Persisten aparte otros muchos problemas en el nuevo modelo. La sociobiología es una de las disciplinas más sometidas a debate en los últimos años, y no está claro que ofrezca la visión científica más cabal de lo humano y de la existencia social; es cuanto menos problemático conceder un carácter normativo a esa visión. Lo mismo cabe decir de la opción en favor de Harold Bloom y de su lectura del pecado de Adán y Eva: no se entiende el excesivo crédito que se adjudica a la misma, cuando existen infinidad de óptimas y plurales interpretaciones del mismo texto. Por otro lado, la aplicación de los criterios científicos y cognitivo al tema puede reducir excesivamente la complejidad del mismo. En el fondo late una cuestión mucho más inquietante: si sea posible desdramatizar el problema del sufrimiento y del mal hasta el punto propuesto en la reconstrucción de Williams; si todo puede volver a ser asumido con mayor “tranquilidad” cuando se acepta la visión sociobiológica de las cosas. Es precisamente el dramatismo de la condición pecadora y sus consecuencias las que justifican una lectura que en el límite sólo puede ser “teológica” y no sólo biológica. El problema de fondo es el de la secularización del discurso que trata de hacer las cuentas con el mal. Aunque la ciencia puede y debe ofrecer sus propias ideas al respecto, la teología vela por mantener su parte ante algo que no deja de ser escandaloso, por mucho que lo expliquemos con el lenguaje científico.

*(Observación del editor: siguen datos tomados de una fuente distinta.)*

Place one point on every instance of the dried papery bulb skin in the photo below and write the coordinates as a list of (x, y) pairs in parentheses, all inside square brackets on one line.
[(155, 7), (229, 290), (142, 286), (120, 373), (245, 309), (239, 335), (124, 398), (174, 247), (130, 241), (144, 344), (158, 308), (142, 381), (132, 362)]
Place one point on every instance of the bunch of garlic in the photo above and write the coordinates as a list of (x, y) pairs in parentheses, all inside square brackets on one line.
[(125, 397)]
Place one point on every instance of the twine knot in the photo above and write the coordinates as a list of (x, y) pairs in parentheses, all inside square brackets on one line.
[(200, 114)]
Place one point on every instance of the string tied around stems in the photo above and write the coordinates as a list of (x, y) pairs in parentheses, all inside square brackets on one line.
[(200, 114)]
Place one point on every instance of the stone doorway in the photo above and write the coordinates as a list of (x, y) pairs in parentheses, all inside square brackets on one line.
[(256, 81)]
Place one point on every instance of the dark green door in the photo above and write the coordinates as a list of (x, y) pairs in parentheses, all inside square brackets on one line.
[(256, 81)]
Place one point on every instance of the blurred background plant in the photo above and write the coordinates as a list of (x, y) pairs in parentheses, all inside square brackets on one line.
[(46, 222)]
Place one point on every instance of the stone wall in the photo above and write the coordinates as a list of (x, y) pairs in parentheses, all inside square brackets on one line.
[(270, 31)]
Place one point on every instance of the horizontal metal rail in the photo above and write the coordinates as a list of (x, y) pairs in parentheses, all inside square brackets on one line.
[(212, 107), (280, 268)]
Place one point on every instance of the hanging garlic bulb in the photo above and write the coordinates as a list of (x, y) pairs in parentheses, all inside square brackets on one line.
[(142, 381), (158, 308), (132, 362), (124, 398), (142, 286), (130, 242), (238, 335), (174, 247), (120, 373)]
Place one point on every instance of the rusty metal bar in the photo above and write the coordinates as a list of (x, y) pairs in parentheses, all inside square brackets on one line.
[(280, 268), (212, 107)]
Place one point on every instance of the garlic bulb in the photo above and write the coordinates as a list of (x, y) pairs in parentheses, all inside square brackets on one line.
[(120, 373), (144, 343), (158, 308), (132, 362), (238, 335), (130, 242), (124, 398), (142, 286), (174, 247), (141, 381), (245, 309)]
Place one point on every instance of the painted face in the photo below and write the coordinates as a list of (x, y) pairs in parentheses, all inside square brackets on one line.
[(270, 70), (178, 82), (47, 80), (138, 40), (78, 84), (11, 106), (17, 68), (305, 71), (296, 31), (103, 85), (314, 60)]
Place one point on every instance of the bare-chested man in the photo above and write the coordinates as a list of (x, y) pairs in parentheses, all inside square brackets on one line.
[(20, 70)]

A pesar de todo, la tesis planteada debe ser tenida en cuenta en toda revisión de la doctrina del pecado original, o bien del juicio teológico sobre el mal en el mundo. La teología católica se empeña en mantener dos ideas centrales: la inocencia divina en ese proceso de degradación humana y el carácter misterioso e inescrutable de la presencia del mal, al que sólo cabe responder desde la iluminación cristológica. Es ineludible el impacto teológico de las ciencias que configuran actualmente una especie de “nueva síntesis antropológica”, como ha señalado algún autor. La visión cristiana de lo humano se resiente inevitablemente en esa confrontación; pero esta experiencia de prueba y crisis no debería llevar ni a clausuras fideístas ni a una actitud de entrega a las categorías científicas. La teología puede sin duda crecer en la confrontación, especialmente si tiene en cuenta las dimensiones empíricas del pecado y de la fe.